In [337]:
!pip -q install gensim

The line_profiler extension is already loaded. To reload it, use:
  %reload_ext line_profiler


In [0]:
!wget -qO "training data.xlsx" https://cdn.skillenza.com/files/6a5fa354-63f4-4075-ae9f-ed47b60c41c7/Train-Data.xlsx

In [0]:
import pandas as pd
import numpy as np
from sklearn.metrics.pairwise import cosine_similarity
import matplotlib.pyplot as plt
from gensim.models import Word2Vec
from gensim.utils import simple_preprocess
from sklearn.decomposition import TruncatedSVD
from itertools import chain
from collections import Counter
import regex as re
import pickle

In [0]:
t = pd.read_excel("training data.xlsx")

In [0]:
t["wt"] = np.asarray([int(float(re.sub("\D", "", str(x)))) if re.sub("\D", "", str(x)) != "" else -99999 for x in t['Grammage'].values], dtype=int)

In [0]:
t.to_pickle("train.pkl")

In [0]:
def preproc(s):
  return [x for x in gensim.utils.simple_preprocess(s) if x not in {'gm', 'ml', 'kg', 'with', 'for', 'the', 'rs', 'of', 'under', 'less', 'more', 'than', 'lower', 'greater'}]

In [0]:
desc = t["Product Description"].tolist()
dlist = []
for i, des in enumerate(desc):
    dlist.append(preproc(des))
with open('dlist.pkl', 'wb') as f:
    pickle.dump(dlist, f)

In [0]:
model = Word2Vec(dlist, size=50, window=15, min_count=1, workers=8, iter=50)
model.save("word2vec.model")

In [0]:
frequencies = Counter(list(chain.from_iterable(dlist)))
with open('freq.pkl', 'wb') as f:
    pickle.dump(frequencies, f)

In [0]:

def run_sif(query, sentences2, model, freqs={}, a=0.001): 
    total_freq = sum(freqs.values())
    embeddings = []
    tokens1 = [token for token in query if token in model.wv]
    if not tokens1: return None
    weights1 = [a/(a+freqs.get(token,0)/total_freq) for token in tokens1]
    embedding1 = np.zeros((len(sentences2), model.trainables.layer1_size)) + np.average([model.wv[token] for token in tokens1], axis=0, weights=weights1)
    
    embedding2 = np.zeros((len(sentences2), model.trainables.layer1_size))

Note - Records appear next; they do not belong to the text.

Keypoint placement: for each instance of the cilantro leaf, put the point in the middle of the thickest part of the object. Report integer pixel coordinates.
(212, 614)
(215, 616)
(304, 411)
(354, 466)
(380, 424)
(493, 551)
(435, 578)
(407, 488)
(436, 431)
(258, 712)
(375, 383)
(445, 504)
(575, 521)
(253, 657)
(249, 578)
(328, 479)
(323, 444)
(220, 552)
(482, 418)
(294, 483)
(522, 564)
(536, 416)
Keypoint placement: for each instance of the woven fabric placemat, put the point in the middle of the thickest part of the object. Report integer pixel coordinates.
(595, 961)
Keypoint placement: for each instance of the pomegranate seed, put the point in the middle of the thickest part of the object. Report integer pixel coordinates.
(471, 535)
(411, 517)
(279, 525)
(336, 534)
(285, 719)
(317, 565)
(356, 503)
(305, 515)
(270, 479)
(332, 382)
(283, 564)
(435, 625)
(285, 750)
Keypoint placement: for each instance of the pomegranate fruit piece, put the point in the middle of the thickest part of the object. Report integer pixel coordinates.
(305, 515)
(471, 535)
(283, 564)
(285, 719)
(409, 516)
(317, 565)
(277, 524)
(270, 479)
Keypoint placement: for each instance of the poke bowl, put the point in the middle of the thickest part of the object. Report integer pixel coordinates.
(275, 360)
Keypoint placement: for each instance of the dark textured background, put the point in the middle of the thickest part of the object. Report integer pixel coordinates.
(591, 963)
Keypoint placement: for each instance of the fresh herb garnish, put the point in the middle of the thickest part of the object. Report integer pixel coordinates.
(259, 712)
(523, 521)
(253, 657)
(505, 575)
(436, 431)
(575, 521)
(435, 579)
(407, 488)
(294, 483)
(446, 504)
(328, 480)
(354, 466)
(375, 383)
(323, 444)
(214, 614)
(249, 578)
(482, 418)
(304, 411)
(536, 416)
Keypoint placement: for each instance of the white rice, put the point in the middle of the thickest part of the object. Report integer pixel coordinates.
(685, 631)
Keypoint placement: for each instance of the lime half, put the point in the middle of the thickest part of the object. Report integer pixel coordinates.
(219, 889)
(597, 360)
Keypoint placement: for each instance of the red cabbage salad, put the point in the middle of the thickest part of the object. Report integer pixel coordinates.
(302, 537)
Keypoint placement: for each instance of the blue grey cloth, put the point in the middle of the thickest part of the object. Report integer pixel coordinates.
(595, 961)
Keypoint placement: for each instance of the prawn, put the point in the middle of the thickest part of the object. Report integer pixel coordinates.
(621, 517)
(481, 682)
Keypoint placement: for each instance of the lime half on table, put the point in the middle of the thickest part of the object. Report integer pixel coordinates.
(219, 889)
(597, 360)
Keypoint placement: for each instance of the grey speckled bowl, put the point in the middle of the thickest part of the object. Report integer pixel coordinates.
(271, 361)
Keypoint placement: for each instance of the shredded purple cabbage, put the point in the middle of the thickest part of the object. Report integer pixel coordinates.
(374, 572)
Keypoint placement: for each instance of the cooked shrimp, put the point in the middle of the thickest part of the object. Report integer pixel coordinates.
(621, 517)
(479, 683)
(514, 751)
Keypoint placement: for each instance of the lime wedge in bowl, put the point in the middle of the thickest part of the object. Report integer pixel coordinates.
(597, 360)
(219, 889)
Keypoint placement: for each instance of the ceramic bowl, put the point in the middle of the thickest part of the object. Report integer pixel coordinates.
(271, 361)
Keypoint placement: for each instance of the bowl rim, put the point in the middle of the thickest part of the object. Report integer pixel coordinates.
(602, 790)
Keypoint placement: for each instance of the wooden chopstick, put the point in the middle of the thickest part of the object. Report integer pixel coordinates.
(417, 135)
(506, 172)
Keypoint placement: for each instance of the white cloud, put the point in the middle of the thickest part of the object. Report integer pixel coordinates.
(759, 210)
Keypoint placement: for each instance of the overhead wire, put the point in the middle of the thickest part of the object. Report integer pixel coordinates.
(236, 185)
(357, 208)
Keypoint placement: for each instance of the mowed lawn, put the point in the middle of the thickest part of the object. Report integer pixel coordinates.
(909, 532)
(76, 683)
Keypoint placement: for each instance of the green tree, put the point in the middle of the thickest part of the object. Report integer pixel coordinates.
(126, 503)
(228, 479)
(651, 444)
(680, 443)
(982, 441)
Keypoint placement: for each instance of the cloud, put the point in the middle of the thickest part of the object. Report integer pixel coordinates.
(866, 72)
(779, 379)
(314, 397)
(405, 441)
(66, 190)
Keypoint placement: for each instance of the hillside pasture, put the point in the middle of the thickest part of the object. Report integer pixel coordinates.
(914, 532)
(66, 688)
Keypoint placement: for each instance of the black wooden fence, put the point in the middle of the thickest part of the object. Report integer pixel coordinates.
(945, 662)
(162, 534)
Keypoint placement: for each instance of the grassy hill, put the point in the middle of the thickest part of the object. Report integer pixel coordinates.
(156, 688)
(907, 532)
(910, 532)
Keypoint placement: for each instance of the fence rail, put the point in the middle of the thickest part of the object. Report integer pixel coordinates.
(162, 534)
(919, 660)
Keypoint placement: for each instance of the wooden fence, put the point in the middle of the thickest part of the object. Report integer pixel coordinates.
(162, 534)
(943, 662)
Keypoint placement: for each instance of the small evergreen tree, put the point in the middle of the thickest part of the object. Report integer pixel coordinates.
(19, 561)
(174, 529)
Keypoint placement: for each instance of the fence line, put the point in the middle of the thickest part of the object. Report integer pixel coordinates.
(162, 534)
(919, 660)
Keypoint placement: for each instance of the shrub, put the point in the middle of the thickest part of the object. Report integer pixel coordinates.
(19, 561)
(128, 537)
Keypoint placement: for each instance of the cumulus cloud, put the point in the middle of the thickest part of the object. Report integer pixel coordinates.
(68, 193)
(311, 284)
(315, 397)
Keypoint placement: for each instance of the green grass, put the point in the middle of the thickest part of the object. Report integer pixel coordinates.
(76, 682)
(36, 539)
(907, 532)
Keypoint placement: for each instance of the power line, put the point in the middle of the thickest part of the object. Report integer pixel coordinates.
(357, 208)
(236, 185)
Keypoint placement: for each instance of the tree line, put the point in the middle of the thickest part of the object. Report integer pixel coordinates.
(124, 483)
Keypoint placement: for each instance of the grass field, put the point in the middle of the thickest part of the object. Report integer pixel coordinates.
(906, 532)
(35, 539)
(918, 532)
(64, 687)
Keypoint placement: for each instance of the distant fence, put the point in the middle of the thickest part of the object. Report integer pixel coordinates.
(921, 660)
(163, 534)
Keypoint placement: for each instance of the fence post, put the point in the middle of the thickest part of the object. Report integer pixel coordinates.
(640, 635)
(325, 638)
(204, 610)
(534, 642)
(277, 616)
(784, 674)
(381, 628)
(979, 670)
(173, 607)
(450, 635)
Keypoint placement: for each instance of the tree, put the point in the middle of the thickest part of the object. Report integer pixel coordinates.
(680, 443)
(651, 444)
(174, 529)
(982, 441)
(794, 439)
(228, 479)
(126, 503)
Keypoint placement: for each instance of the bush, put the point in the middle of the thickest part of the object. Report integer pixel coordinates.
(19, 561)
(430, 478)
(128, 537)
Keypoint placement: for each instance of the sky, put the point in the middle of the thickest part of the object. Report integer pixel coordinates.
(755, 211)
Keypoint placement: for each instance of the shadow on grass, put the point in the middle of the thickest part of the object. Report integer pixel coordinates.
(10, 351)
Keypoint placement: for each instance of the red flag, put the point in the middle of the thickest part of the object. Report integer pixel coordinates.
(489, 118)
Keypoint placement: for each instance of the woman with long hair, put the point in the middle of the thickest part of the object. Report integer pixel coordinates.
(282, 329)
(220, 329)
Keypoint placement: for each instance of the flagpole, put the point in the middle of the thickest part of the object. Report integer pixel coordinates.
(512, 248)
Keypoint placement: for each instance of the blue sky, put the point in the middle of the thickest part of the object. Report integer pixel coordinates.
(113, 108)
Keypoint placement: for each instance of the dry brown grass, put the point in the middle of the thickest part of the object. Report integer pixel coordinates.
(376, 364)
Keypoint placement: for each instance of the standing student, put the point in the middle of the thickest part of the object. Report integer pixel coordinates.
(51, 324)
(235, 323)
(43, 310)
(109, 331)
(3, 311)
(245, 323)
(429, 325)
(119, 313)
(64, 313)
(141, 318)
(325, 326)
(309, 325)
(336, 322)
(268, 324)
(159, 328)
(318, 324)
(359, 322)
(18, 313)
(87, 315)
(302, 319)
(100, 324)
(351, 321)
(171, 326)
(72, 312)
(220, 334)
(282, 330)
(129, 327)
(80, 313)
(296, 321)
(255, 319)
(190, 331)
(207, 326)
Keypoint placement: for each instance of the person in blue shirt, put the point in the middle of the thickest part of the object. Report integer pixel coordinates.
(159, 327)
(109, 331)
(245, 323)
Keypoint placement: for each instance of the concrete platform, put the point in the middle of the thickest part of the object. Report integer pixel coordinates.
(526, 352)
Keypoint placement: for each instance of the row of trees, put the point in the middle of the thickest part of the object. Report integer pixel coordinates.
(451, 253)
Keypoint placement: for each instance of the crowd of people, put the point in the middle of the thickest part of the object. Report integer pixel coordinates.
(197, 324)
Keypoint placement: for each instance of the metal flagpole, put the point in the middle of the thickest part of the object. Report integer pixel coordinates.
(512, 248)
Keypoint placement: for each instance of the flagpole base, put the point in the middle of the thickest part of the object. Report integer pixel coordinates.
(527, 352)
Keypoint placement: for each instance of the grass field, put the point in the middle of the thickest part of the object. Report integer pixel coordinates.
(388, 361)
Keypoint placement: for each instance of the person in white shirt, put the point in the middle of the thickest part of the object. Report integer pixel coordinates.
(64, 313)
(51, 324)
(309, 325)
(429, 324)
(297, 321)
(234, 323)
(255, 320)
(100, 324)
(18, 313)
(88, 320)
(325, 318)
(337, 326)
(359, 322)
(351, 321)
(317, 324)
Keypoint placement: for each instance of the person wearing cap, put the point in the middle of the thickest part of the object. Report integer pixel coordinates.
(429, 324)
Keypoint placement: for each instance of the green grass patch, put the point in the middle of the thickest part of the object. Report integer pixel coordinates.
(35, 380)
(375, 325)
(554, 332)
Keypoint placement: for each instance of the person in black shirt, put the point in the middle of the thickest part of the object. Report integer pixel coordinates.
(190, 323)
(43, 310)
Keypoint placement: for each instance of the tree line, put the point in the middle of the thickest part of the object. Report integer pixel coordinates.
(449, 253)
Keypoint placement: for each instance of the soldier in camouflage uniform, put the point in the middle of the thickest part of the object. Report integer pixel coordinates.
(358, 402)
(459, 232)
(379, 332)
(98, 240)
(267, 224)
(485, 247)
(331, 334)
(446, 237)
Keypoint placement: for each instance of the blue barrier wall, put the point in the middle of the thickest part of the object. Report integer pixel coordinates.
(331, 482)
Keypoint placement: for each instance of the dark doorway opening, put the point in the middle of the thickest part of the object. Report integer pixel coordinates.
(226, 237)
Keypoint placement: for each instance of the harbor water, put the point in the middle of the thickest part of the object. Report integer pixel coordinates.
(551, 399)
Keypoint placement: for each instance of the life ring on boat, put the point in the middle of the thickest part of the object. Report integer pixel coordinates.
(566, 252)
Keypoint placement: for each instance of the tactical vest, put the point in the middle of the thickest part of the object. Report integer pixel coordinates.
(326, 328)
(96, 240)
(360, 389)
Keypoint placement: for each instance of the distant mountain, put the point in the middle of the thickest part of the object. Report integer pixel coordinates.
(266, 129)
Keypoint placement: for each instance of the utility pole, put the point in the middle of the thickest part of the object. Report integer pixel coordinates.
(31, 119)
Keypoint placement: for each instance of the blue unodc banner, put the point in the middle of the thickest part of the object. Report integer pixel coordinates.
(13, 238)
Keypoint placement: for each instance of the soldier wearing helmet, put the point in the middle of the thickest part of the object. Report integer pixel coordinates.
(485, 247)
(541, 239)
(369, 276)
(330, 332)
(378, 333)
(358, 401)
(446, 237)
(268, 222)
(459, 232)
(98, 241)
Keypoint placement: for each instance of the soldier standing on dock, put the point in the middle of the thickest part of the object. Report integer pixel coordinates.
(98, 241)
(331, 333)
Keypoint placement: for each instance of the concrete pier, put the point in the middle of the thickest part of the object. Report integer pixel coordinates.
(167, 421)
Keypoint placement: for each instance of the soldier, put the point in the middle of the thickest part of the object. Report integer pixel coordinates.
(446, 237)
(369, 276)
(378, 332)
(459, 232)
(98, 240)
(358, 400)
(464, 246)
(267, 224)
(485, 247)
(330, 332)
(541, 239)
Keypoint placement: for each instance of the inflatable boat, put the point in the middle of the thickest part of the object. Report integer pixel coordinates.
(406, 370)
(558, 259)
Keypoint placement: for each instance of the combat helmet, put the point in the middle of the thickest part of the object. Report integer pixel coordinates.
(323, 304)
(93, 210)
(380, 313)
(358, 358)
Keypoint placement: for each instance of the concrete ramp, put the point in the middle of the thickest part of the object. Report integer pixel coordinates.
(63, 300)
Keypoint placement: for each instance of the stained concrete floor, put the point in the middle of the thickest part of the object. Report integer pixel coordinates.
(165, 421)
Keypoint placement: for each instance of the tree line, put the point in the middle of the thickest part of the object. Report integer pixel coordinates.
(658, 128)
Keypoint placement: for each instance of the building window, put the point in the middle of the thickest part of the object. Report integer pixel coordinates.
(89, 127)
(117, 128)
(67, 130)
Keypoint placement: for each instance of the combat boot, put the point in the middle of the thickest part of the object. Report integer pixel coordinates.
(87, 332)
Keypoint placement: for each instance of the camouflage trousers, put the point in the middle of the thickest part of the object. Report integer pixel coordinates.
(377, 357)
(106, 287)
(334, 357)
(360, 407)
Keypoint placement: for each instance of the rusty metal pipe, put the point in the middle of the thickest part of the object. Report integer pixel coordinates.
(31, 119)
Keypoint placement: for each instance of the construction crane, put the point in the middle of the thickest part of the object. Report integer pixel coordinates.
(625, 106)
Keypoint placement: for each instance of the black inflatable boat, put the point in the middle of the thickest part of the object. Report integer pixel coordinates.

      # SIF requires us to first collect all sentence embeddings and then perform 
      # common component analysis.
    for i, sent2 in enumerate(sentences2): 
          
          tokens2 = [token for token in sent2 if token in model.wv]             
          n = len(set(tokens1) & set(tokens2))/len(tokens1)
          
          weights2 = [a/(a+freqs.get(token,0)/total_freq) for token in tokens2]          
          embedding2[i] = np.average([model.wv[token] for token in tokens2], axis=0, weights=weights2)                  
          embedding1[i] += 15*n*embedding2[i]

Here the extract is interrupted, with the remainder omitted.